Lá pelos 18 anos, depois de desistir de cursar direito (passei no vestibular da UFSC), ingressei no curso de letras. Abandonei no segundo semestre. Era muito chato. Muita gramática e pouca literatura. Pior, a literatura era uma escada para ensinar gramática.

Assim não quero brincar, disse para mim mesmo, e mergulhei em outros livros de teoria. Ainda tenho o exemplar de A Estrutura do Romance, do Vitor Manuel de Aguiar e Silva, todo sublinhado a lápis, lições que, vez ou outra, tenho gosto de relembrar, porque aos mestres devemos devoção – sempre!

Vários anos depois, voltei aos bancos escolares. Ou melhor, voltei às letras. Sem piedade, aproveitei a ocasião para torturar professores e colegas de curso. Nem mesmo o pessoal que trabalhava na biblioteca escapou. Mentiria se dissesse que não me diverti. Além disso, como odeio solenidades e o meu currículo era diferente do das turmas regulares, optei por me formar em gabinete. Não tenho nenhuma fotografia desse período.

Dr. Lauro Junkes (1942-2010)

Mais alguns anos se passaram e resolvi dar mais um pouco de substância aos meus fantasmas particulares. O Doutor Lauro Junkes (1942-2010) aceitou me orientar no Mestrado, na UFSC. Como era de se esperar, fui um péssimo aluno. Faltei muitas aulas, entreguei trabalhos fora do prazo, iniciei discussões estéreis e estiquei até o infinito a entrega do texto final. Semanalmente, com paciência de monge budista, ele me enviava e-mails pedindo notícias, querendo que eu entregasse alguns capítulos. Também solicitava minha presença em Florianópolis. Finalmente, consegui terminar a dissertação. Naquele tempo, os meios de transmissão eram precários, a Internet não era acessível para todos, muitas vezes era mais fácil (e seguro) imprimir os textos. Como “sou do contra”, e estava no meio de uma crise econômica, levei o trabalho em disquete – que, obviamente, não abriu no computador do mestre. Foi um momento de perplexidade. E que se multiplicou, porque quebrei o disquete em vários pedaços e os joguei no lixo. Lauro pensou que eu tinha enlouquecido. Não seria o primeiro, nem o último, caso de maluquice entre alunos. Lembro desse momento com um sorriso nos lábios. Ele também riu quando me viu tirar outro disquete da mochila. Imediatamente, salvou o texto no computador, queria distancia da desgraça. Alguns dias depois, recebi um e-mail sugerindo algumas mudanças, coisas mínimas, e propondo uma data para a defesa. Em fevereiro de 2000, tornei-me Mestre em Literatura Brasileira.

Como dizia minha avó, quem está na chuva não deve ter medo de se molhar. Ingressei no doutorado uns dois ou três anos depois. As coisas correram mais suaves desta vez.
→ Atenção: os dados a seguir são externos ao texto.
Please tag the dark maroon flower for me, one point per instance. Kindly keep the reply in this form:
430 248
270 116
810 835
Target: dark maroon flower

Tornei-me assíduo freguês da Reunidas, empresa de ônibus que me levava e trazia toda semana. Saía de casa no início da manhã e voltava no mesmo dia, durante a madrugada. Mas, assim como um tigre não perde as suas manchas, atrasei a entrega de trabalhos, inclusive vários capítulos da tese. A Doutora Tânia Ramos, minha mui ilustre orientadora, quase perdeu a paciência comigo. Contornei a crise mandando quilos de anotações. Literalmente. O texto final tem mais de 800 páginas – e ainda hoje o vejo como incompleto. Poderia ter escrito muito mais sobre aquele tema. Em compensação, foi o melhor período da minha vida de estudante. Dormia e acordava pensando em literatura.
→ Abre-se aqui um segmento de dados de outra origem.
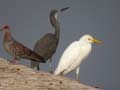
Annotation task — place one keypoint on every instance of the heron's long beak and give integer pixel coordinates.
(1, 29)
(96, 41)
(63, 9)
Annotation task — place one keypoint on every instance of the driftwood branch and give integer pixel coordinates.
(19, 77)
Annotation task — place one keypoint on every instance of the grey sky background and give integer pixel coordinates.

Em 2008 se tornei doutor em literatura. O primeiro (e único) da minha família a atingir esse grau acadêmico. Foi a gota d’água. Disse para mim mesmo que era hora de parar, estava perto do meio século de vida, o corpo estava precisando de sombra e água fresca.


Olhando para o ilustre herdeiro de minhas dívidas e dúvidas, percebo que há outras histórias para viver.  De qualquer forma, a inquietação continua. Mas, por enquanto vou tentando me manter no meu canto, cercado de livros. Tenho consciência de que amanhã ou depois ou depois ou nunca os pós-doutorados estão me esperando. Se os encontrarei, só os deuses do Olimpo podem responder.
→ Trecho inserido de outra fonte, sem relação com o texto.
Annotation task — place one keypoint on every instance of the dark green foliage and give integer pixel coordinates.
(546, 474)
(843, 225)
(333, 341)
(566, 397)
Em que tudo isso resultou? Não sei formular uma resposta. O máximo que posso dizer é que, nesse percurso, fui/sou aluno, professor, escritor, leitor (não necessariamente nessa ordem). E que a literatura foi a minha tábua de salvação.        

Um comentário:

  1. Sei bem as agruras dos estudantes cinquentenário.Ainda esse ano, antes da pandemia, estava preparando minha volta a academia. Não sei como ficará agora minha volta. Vou vivendo um dia por vez!